Today, April 26th, is the 40th anniversary of our wedding. Nellie Katherine Kyle and James Atticus Bowden.
Frequent readers of Deo Vindice are saying, “Uh oh, another sentimental journey for the widower Bowden.”
We’ll see. Yes and No.
Our 40th wedding anniversary is blog worthy. But, simply because I could mark enough anniversaries – from seasons, holidays, birthdays, memorials to mutual loved ones, memories we made, etc. – to crowd the calendar, I won’t. I’ll keep these myriad private anniversaries that come throughout the year to myself. When an anniversary serves others, I’ll share. It’s private when it just speaks to my heart about my late wife’s absence. For the most part in the future, I’ll keep our private memories in my heart.
We had known each 31 months when we got married. We had an on and off again, up and down, roller coaster relationship. Through it all, we were involved with one another. We had a great caring and desire for one another.
We scheduled the wedding to mesh with my duty calendar. I was a Company Commander in the 82nd Airborne Division. The alert roster changed as Vietnam fell in 1975. My battalion got put on alert. I reported to my Battalion Commander to request permission to go get married. I was allowed to leave Thursday late and report back on Sunday – with the understanding I could be summoned at any time. It all worked out.
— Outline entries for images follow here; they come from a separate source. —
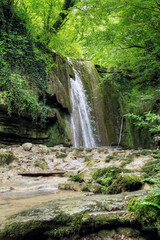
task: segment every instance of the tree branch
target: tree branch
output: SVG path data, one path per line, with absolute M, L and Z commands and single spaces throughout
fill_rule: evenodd
M 155 29 L 155 30 L 157 30 L 157 31 L 160 32 L 160 28 L 156 28 L 156 27 L 154 27 L 153 25 L 150 25 L 150 24 L 145 23 L 145 22 L 143 22 L 143 21 L 140 21 L 140 20 L 137 20 L 137 19 L 133 19 L 133 18 L 131 18 L 131 17 L 120 16 L 120 15 L 115 16 L 115 17 L 125 18 L 125 19 L 128 19 L 128 20 L 133 21 L 133 22 L 142 23 L 143 25 L 145 25 L 145 26 L 147 26 L 147 27 L 149 27 L 149 28 L 153 28 L 153 29 Z
M 134 4 L 131 4 L 131 6 L 136 7 L 136 8 L 146 9 L 146 10 L 149 10 L 149 11 L 151 11 L 151 12 L 157 12 L 157 13 L 159 13 L 159 10 L 154 10 L 154 9 L 147 8 L 147 7 L 141 7 L 141 6 L 134 5 Z
M 138 46 L 138 45 L 133 45 L 133 46 L 125 47 L 125 48 L 123 48 L 123 47 L 120 46 L 120 48 L 121 48 L 122 50 L 126 50 L 126 49 L 129 49 L 129 48 L 142 48 L 142 49 L 145 49 L 145 47 Z
M 53 27 L 52 31 L 54 33 L 58 32 L 60 30 L 65 18 L 68 16 L 68 14 L 70 12 L 70 8 L 72 8 L 75 5 L 75 3 L 76 3 L 76 0 L 65 0 L 64 1 L 62 11 L 58 16 L 57 21 L 52 26 Z

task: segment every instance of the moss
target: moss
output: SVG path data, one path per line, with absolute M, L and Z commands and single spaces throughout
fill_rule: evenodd
M 82 192 L 90 192 L 90 185 L 89 184 L 85 184 L 81 186 L 81 191 Z
M 83 179 L 80 174 L 72 175 L 69 180 L 72 182 L 79 182 L 79 183 L 83 182 Z
M 113 155 L 108 155 L 105 159 L 106 162 L 110 162 L 110 160 L 114 159 Z
M 142 199 L 131 199 L 128 203 L 127 210 L 134 213 L 135 219 L 144 229 L 155 231 L 159 229 L 160 222 L 159 208 L 156 207 L 156 205 L 160 206 L 159 194 L 149 194 Z
M 94 171 L 92 178 L 96 180 L 105 174 L 114 177 L 121 172 L 127 172 L 127 170 L 118 167 L 98 168 Z
M 136 175 L 119 175 L 107 188 L 109 194 L 116 194 L 123 191 L 135 191 L 142 186 L 141 179 Z
M 88 152 L 88 153 L 92 152 L 92 148 L 86 148 L 85 151 Z
M 39 167 L 39 168 L 41 168 L 41 169 L 46 169 L 46 168 L 48 168 L 48 165 L 47 165 L 47 164 L 45 164 L 45 163 L 40 163 L 40 162 L 36 162 L 36 163 L 34 164 L 34 166 L 35 166 L 35 167 Z
M 64 152 L 56 152 L 56 158 L 66 158 L 67 156 Z
M 12 153 L 1 152 L 0 153 L 0 165 L 10 164 L 15 159 Z

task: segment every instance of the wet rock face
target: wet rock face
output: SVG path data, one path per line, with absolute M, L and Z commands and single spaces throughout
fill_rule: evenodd
M 10 145 L 32 142 L 50 144 L 51 146 L 60 143 L 67 146 L 71 144 L 64 116 L 72 111 L 70 99 L 71 66 L 66 59 L 56 54 L 53 54 L 53 62 L 57 68 L 50 72 L 47 77 L 46 107 L 49 111 L 46 128 L 43 129 L 39 124 L 33 123 L 32 112 L 29 111 L 19 117 L 18 112 L 13 109 L 12 116 L 9 116 L 7 105 L 1 96 L 3 92 L 0 91 L 0 143 Z M 31 88 L 34 87 L 31 86 Z M 39 92 L 41 90 L 38 90 Z M 39 118 L 40 116 L 38 116 Z

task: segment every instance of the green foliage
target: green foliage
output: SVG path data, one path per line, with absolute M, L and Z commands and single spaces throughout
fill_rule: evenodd
M 123 191 L 135 191 L 141 187 L 140 178 L 136 175 L 119 175 L 106 189 L 109 194 L 116 194 Z
M 134 123 L 137 127 L 148 128 L 150 132 L 159 132 L 160 131 L 160 115 L 147 112 L 142 116 L 128 113 L 127 117 L 134 120 Z
M 108 167 L 96 169 L 92 175 L 97 183 L 101 184 L 103 194 L 116 194 L 123 191 L 134 191 L 141 187 L 141 179 L 134 174 L 124 174 L 130 172 L 127 169 Z M 121 174 L 120 174 L 121 173 Z
M 45 106 L 47 65 L 44 58 L 35 54 L 24 15 L 3 1 L 0 12 L 3 16 L 0 29 L 1 104 L 7 104 L 9 115 L 29 113 L 33 121 L 44 127 L 48 112 Z
M 145 229 L 159 228 L 160 221 L 160 194 L 148 194 L 142 199 L 132 199 L 128 210 L 133 212 L 135 218 Z

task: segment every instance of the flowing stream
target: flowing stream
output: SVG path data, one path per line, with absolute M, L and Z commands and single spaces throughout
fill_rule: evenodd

We were married on Saturday in Beckley, West Virginia. We spent the night at a motel – I had made reservations – in Bluefield, West Virginia. That was it for honey moon. I signed back in on Sunday. Went to the field for a week on Monday.
We talked about our wedding night for all the years afterwards. Commitment as man and wife made life different. It made us different. We were one. Through real conflict and challenges – we were us.
38 years, 7 months passed.
We shared every single season of my adult life – she was 2 years older – until she died. Our marriage was almost the whole of our grown up days. Marriage was our life.
Marriage and family – we got married to have a family – gave meaning to our life.
Our marriage was life.
I was my beloved’s. My beloved was mine.
What Was Supposed to Be
Nellie was supposed to retire in September 2014. We were supposed to be in Italy tonight – on our 40th Anniversary.
We finally took a real honey moon trip for our 35th Anniversary. I was in England on business for over a month – March 2010. I planned a grand trip. Her first to the UK. We went to the Cotswolds in the West Counties, Scotland – including the village of Bowden, Northern Ireland and London. She loved it.
We planned on going to Italy – a first for us both – for our 40th.
Nellie died December 9th, 2013.
Last year I felt crushed. This year I feel like a hot knife cuts across my chest sharply and deeply. I am broken-hearted, but not crushed.
After teaching Sunday School I drove 2.5 hours to speak to the Fredericksburg Tea Party meeting on behalf of Ted Cruz. Knew one old political ally there. Spoke to the friendly face of political buddy and challenger to the Virginia Speaker of the House. Long meeting followed. Drove home on what I’ve called “Therapy Road” for many years. It’s US Route 17 from Fredericksburg to the turn off 3 miles from home in Poquoson.
I’ve driven Therapy Road for 25 years. I wrote about that here as my vol de nuit –
I’ve driven it in every season and weather, quite literally, at every hour of day and night. The road carries the memories of 25 years even if the road doesn’t know it. For all those trips save the sad journey up and back to Arlington National Cemetery, Nellie was on my mind – as I was part of “us.”
I thought driving Therapy Road would be good medicine for today. It was therapeutic, but not a cure.
It was a beautiful, bright green, chilly afternoon set below a mix of clouds moving across a bright blue sky. I smelled Spring out in the country – Virginia fields and woods.
I recalled so many things from the 25 years traveling – to reach some new clarity. Searching some soothing conclusion.
I started crying around Port Royal, Virginia. I keep thinking, “She is gone. I am here. How can this be?” “It doesn’t make sense.” I kept thinking, remembering and praying. Tears came and went.
I thought about my family. How the human heart expands to care and love anew. How when I see, hear, feel, smell, sense her – I feel the knife searing across my heart – and tears flow. I know why people grow weary of living.
Yet, I felt such a sense of purpose. How much more there is to do. Family duties. Citizenship. The Great Commission. How I need to get about getting things – reading and writing – done.
When I got home, I sat on the dock at Sanctuary at dusk to recover myself.
So, here we are. God makes all things new, every day.
God is good. All the time. No matter what. No matter what.